Something strange and ugly is happening in Los Angeles, although you don't hear Mayor Antonio Villaraigosa speaking much about it. On Tuesday, the National Fair Housing Commission visits Los Angeles to hold a hearing on the foreclosure crisis. According to the commission's press release, “Forty years after the enactment of the Fair Housing Act in 1968, significant housing discrimination still exists in Los Angeles and across the country.”

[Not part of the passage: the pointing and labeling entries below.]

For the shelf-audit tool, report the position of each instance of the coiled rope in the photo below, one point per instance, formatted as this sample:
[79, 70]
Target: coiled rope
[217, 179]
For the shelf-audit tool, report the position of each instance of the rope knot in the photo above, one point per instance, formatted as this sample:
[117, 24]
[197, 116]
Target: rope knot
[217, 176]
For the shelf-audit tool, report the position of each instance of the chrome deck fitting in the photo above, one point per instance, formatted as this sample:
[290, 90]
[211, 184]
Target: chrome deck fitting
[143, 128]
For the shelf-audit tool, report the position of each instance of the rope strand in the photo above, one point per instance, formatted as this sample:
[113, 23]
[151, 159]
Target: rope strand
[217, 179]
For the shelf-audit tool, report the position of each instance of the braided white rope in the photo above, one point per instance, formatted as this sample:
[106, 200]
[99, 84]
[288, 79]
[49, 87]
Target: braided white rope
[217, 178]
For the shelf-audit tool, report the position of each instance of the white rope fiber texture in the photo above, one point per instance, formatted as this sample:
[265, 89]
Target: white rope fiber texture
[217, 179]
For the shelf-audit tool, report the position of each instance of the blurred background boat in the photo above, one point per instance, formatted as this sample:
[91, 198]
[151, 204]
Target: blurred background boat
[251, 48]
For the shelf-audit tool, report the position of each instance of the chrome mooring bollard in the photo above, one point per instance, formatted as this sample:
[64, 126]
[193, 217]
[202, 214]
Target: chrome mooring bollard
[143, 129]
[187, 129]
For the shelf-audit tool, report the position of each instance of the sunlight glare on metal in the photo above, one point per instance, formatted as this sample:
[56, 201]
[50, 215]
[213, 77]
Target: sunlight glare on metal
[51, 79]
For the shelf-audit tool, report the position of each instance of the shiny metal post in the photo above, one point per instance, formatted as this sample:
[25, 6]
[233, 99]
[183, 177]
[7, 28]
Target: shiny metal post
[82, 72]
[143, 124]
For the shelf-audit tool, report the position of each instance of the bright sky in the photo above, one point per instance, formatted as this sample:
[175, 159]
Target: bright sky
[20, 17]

These are powerful words, especially when they're followed up with this sentence: “Los Angeles is among the hardest hit cities in the current foreclosure crisis, and the commission will examine cases of discriminatory and predatory lending, the federal enforcement of fair housing laws, and the state of fair housing in the region.”

The Washington D.C.-based commission has two, political heavy weights coming into town on its behalf: former Department of Housing and Urban Development secretaries Jack Kemp (a Republican) and Henry Cisneros (a Democrat). It will be hosted by the Leadership Conference on Civil Rights Education Fund, the Lawyers' Committee for Civil Rights Under Law, the NAACP Legal Defense Fund & Educational Fund, and the National Fair Housing Alliance. The hearing itself will take place on Tuesday morning at 11 a.m. at the headquarters of the Mexican American Legal Defense and Educational Fund on Spring Street.

The hearing comes only four months after the United Nations, reportedly at the invitation of the United States government, sent a “special rapporteur” to eight American cities to investigate racism in the U.S. These cities included Washington D.C., New York, Chicago, Omaha, New Orleans, Miami, San Juan, Puerto Rico, and…Los Angeles. The investigator was Doudou Diene, who flew into L.A. for three days starting on May 28. That visit went largely unreported by the L.A. press, except for an “opinion” piece in the Los Angeles Times.

Diene has yet to release a report on his findings, and the National Fair Housing Commission will send out its findings and recommendations sometime in December. All in all, it's weird stuff when you consider these things are happening under the watch of L.A.'s first Latino mayor in over 100 hundred years. No word yet if Villaraigosa, who has strong connections to the Mexican American Legal Defense and Educational Fund, will testify at Tuesday's hearing.